Müştekinin bu ifadesi ve cenazeye katıldıklarına ilişkin fotoğraflar da iddianameye konuldu. İddianamede, müştekinin ifadesinden, dedesi Cevat Babuna'nın cenazesinde silahlı örgüt mensuplarının varlığıyla kendilerini baskı altında hissettikleri ve cenazeye dahi sahip çıkamadıklarının anlaşıldığına vurgu yapılarak, kanuna uydurularak örgüt üyeleri tarafından alınan ruhsatlı silahların örgütsel konularda kullanıldığının müştekinin beyanıyla desteklendiği belirtildi.
ŞİFRELİ KONUŞMA VE FİŞLEME
Örgüt üyelerinin suç oluşturabilecek konuların polis dinlemesine karşı telefonda konuşmadığı, mecbur olunursa şifreli konuşulduğu bilgisine yer verilen iddianamede, örgütün "bacılar" bölümünün finans ayağının başında yer alan bir sanığın Alev Babuna'dan para isteneceği zaman telefonda "gelirken 10 sade poğaça getir, 10 light kola getir, 10 peynirli poğaça getir" dediği kaydedildi.
Ele geçirilen dijital materyallerde, örgüt üyeleri hakkında fişleme yapıldığına dair dokümanların bulunduğu anlatılan iddianamede, söz konusu dokümanda örgüt üyelerinin isminin karşısında "nöbetlerde titiz davranıyor", "infak ediyor", "kardeşlerle arası iyi", "kardeşlerden kopuk" gibi ifadelerin yer aldığı vurgulandı.
İddianamede, sanık Alev Babuna'nın sağ kolu olan sanık Nurşah Aksoy'un 1990'lardan beri örgüt içerisinde yer aldığı, sosyal medya hesaplarından örgütsel paylaşımlar yaptığı belirtilerek, Aksoy'un "Bacılar" grubunun dışarıdaki her işiyle ilgilendiği alışveriş, doktor programı ve örgüt üyelerinin aileleriyle görüşecekleri zaman "gardiyanları" olduğu belirtildi.
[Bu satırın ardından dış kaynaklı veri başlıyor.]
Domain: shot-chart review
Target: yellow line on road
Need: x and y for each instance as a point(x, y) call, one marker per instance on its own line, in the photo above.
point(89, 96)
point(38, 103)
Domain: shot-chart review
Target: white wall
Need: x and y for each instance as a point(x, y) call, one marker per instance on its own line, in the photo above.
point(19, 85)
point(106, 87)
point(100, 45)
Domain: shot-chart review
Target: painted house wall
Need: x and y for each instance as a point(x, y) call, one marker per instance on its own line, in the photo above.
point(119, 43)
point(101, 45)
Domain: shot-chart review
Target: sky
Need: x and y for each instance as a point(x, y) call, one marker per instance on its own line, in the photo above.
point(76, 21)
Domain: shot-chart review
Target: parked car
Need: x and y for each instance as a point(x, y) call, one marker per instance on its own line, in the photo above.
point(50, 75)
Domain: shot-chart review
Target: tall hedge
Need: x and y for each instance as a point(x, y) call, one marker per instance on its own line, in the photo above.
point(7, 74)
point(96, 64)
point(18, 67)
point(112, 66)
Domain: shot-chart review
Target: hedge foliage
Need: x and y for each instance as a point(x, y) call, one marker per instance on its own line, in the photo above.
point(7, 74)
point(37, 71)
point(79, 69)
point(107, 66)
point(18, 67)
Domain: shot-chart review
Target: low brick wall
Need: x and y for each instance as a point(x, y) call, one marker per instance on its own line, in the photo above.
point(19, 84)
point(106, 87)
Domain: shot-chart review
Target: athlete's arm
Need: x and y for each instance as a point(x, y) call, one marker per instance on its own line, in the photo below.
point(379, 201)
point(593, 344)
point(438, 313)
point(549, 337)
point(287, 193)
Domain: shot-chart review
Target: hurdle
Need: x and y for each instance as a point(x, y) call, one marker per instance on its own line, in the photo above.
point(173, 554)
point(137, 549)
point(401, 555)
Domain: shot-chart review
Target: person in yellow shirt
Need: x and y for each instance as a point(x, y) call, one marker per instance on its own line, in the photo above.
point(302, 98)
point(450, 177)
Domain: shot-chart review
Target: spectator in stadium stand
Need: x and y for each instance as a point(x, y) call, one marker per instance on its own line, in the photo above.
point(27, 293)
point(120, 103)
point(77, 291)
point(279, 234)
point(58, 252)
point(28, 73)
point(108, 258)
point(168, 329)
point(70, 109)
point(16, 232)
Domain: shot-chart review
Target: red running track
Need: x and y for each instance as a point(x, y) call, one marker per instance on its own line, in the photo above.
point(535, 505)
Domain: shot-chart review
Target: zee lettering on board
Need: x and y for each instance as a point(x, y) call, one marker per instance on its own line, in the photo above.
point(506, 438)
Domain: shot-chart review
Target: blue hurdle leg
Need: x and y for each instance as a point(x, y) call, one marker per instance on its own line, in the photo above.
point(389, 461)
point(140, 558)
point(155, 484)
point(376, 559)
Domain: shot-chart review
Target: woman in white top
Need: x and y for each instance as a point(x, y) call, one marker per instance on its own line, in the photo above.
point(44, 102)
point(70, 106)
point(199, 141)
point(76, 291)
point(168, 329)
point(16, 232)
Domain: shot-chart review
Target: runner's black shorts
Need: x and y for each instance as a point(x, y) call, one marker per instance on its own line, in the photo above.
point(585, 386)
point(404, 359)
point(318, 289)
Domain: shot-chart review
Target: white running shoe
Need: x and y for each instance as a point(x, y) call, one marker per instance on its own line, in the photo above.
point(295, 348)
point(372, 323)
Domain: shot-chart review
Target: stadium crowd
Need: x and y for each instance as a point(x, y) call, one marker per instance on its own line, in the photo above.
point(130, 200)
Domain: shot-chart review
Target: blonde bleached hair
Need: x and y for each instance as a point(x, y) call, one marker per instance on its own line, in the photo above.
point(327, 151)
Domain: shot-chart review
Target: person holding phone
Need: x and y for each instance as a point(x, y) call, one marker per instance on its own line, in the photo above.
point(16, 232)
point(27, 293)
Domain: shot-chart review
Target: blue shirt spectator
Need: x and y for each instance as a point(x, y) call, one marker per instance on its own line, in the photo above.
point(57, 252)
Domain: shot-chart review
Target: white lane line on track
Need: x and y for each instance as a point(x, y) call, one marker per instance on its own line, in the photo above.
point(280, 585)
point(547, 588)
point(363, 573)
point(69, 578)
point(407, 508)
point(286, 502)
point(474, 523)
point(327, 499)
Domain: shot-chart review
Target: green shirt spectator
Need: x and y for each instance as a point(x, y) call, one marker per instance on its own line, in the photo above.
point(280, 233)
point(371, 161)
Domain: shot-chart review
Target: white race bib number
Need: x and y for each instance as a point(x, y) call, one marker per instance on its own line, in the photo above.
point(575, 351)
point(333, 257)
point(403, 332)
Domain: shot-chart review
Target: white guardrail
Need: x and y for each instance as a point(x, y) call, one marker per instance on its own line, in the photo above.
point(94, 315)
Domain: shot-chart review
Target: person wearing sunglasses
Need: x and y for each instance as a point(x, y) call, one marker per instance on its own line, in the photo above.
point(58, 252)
Örgütte Oktar'dan sonra en yetkili ismi olduğu değerlendirilen sanık Ulviye Didem Ürer'in "Bacılar ve Erkekler" grubundan sorumlu olduğu, örgüt içinde "Baş İmam" olarak tanındığı ve imamların gruplarına gidip Oktar'dan notlar ilettiği kaydedilen iddianamede, örgüt yöneticilerinden kod adı "Toro" olarak bilinen Tarkan Yavaş'ın Oktar'ın koruması olduğu, "İmamlar İmamı" denilen örgütün üst yapısında Yavaş'ın erkekler grubunda olduğu bilgisine yer verildi.
İddianamede, etkin pişmanlık hükümlerinden yararlanarak ifade veren sanık Sıdıka Gül'ün, "Örgütün bacılar tarafındaki finans ayağının başında Alev Babuna'yla beraber Ulviye Didem Ürer'in bulunduğu ayrıca Oktar'ın bir süre sonra herkesten boşandığı sadece Ürer ile evli kaldığı"nı söylediği kaydedildi.